The Planning Fallacy
Posted by Rick Ellis on March 23, 2008
A universal phenomenon among humans is that we are terrible at estimating how long a project will take to complete. Cognitive psychologists call this “The Planning Fallacy”, and the more complex or numerous the steps involved, the more likely that we will be wildly wrong.
The problem has to do with the way we visualize projects, focusing only on the successful steps needed to complete the task. We visualize optimistically, rarely taking into account all of the things that can, and will, cause each step of the process to slow down.
Studies have found that people almost always underestimate, even when researchers ask them for a worse-case scenario. In fact, the accuracy tends to be about the same whether we plan with great detail, or just estimate a date off the top of our head.
For those of us in creative fields, like writing software or designing websites, estimating how long a project will take is even more difficult because there is an exploratory nature to these tasks. We’re not building widgets on an assembly line, we’re working through a series of challenges.
Sure, we might know what we want to accomplish, we might even have a pretty good idea of how we intend to accomplish it, but along the way there are endless smaller challenges to solve, each overlapping in different ways, and bringing new problems, ideas, and opportunities. It’s simply impossible to envision how a project will evolve until we’re in the thick of it.
Some people have suggested rules for estimating projects, like coming up with a timeframe, then doubling it. That’s not a bad idea (especially with budgets), although it further reinforces just how terrible we are at estimating, and just how wrong we will be no matter what we say.
Why do I mention all this?
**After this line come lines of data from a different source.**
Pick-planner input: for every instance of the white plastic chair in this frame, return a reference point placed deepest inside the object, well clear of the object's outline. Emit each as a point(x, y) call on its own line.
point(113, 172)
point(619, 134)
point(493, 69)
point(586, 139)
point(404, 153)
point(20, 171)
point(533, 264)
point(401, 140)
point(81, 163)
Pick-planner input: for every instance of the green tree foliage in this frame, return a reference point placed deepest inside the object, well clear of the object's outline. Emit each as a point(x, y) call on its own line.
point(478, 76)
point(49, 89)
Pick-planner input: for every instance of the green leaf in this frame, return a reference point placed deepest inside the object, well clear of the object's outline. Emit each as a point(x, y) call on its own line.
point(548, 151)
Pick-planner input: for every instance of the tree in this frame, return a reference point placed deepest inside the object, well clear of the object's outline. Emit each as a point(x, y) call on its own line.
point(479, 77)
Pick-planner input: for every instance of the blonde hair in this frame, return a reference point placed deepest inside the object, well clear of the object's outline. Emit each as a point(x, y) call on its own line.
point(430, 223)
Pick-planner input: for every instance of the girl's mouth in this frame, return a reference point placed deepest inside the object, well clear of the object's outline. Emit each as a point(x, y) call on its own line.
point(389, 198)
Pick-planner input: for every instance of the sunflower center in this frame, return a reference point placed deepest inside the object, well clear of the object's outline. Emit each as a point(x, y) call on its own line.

To explain why we at EllisLab never publish a software release date until we are nearly finished with the project. In my experience, any date that is more then 30 days out will always be wrong.
That’s also why we don’t publish a road map that describes where we’re going with our applications. There is such a fluid and dynamic nature to technology that anything we plan for today will probably be irrelevant a year from now. We just do not have enough information today to plan correctly for tomorrow. Our development cycles, and the internet at large, are moving too fast.
I wish there were a methodology that could be used to meet goal dates with precision, but thus far, I’ve never found one. Until that day, we’ll have to stick to our policy of not disclosing released dates until we’re nearly finished with the project.